Anger is Not the Enemy
It is natural to experience anger from time to time. This emotion can be expressed skilfully when we wish to emphasize an issue that is important to us (e.g. you are late again!). Anger can also be a powerful source of motivation (e.g. I won’t allow this to beat me) and can inspire us to fight injustice in the world.
The problem isn’t feeling angry or even expressing anger. The difficulties arise when we attempt to deny, escape, or suppress this natural emotion. This leads to a situation where the anger boils over – instead of us using the anger, the anger ends up using us.
Choosing to Be Angry
There are times when expressing anger is a useful tactic – although there are usually much more effective ways to get what we need. If you do make a tactical decision to become openly angry though, it may turn out to be the wrong choice, but at least it was your choice. The fact that it was your decision makes it much easier to live with any consequences.
The real danger is when instead choosing to be angry we just snap. In this type of situation, even if we end up getting what we want, we are still likely to feel bad about losing control. Of course, the reality is that most often when anger boils over like this, it makes our situation far worse.
Anger Does Not Need to Be Rational
It is usually the perception that our boundaries have been violated in some way that causes us to experience anger. It isn’t so much what other people say or do that makes us feel angry, but how we perceive what they are doing – e.g. somebody might say to you, ‘your hair looks nice’, and for some reason you could decide this person is being sarcastic.
One mistake we make when dealing with anger is to believe that it needs to have a rational cause. It is this belief that causes us to deny or suppress the emotion. If we feel angry about something, it makes no difference if we then decide ‘that is just silly’. The anger is there, and it needs to be dealt with at the time or else it will just accumulate until eventually we explode – usually over something relatively trivial.
Anger Leads to Obsessive Thinking Loops
Anger becomes most dangerous when it leads to obsessive thinking loops – this is we keep going over and over what has happened.
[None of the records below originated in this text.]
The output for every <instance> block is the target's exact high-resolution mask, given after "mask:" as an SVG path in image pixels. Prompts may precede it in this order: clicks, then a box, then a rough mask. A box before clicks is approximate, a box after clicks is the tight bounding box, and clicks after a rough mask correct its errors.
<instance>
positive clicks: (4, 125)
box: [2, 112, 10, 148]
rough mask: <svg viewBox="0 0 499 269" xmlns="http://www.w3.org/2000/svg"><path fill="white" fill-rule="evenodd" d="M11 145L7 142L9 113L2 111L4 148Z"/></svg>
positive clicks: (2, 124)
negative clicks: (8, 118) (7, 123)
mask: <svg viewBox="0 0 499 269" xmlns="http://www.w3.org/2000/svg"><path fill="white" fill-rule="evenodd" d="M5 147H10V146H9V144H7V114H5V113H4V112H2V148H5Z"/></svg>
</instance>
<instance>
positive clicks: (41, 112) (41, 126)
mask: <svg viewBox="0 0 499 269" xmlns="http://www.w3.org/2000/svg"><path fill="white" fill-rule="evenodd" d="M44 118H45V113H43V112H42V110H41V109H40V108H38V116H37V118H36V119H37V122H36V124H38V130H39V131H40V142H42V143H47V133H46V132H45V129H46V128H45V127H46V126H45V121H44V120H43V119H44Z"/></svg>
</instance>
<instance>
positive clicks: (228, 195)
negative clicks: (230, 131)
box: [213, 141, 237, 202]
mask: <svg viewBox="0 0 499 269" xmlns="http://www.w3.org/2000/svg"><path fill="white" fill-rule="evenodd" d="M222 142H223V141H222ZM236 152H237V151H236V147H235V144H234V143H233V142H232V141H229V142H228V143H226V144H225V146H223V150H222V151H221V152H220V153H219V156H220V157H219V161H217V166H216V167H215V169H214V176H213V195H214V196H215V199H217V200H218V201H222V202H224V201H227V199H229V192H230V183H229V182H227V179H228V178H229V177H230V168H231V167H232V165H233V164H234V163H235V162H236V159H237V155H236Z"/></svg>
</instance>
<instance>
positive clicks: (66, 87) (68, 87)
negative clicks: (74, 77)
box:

The more we get caught up in the story of the incident, the angrier we feel until eventually it consumes us completely. By this stage, our ability to think rationally might as well be stored in a different universe because we just can’t access it, and we are highly likely to do something we later deeply regret.
Mindfulness Mind Hack to Keep the Lid on Anger
The key to preventing our anger from boiling over into constructive behavior is to divert our attention away from the thinking. It is important to understand that we are not trying to stop the thoughts as this is likely to just lead to more thinking. Instead, we move our attention to the physical body – focusing on the rising and falling of the breath in the abdomen can be an effective way of doing this.
By diverting our attention away from our racing thoughts about has happened, we begin to create some space for rational thinking to return. Depending on the seriousness of the event, we may need to keep on returning to physical sensation (e.g. abdominal breathing) until eventually things calm down. Once we have escaped the obsessive thinking loops, we can then make a rational decision about how best to react to what has happened.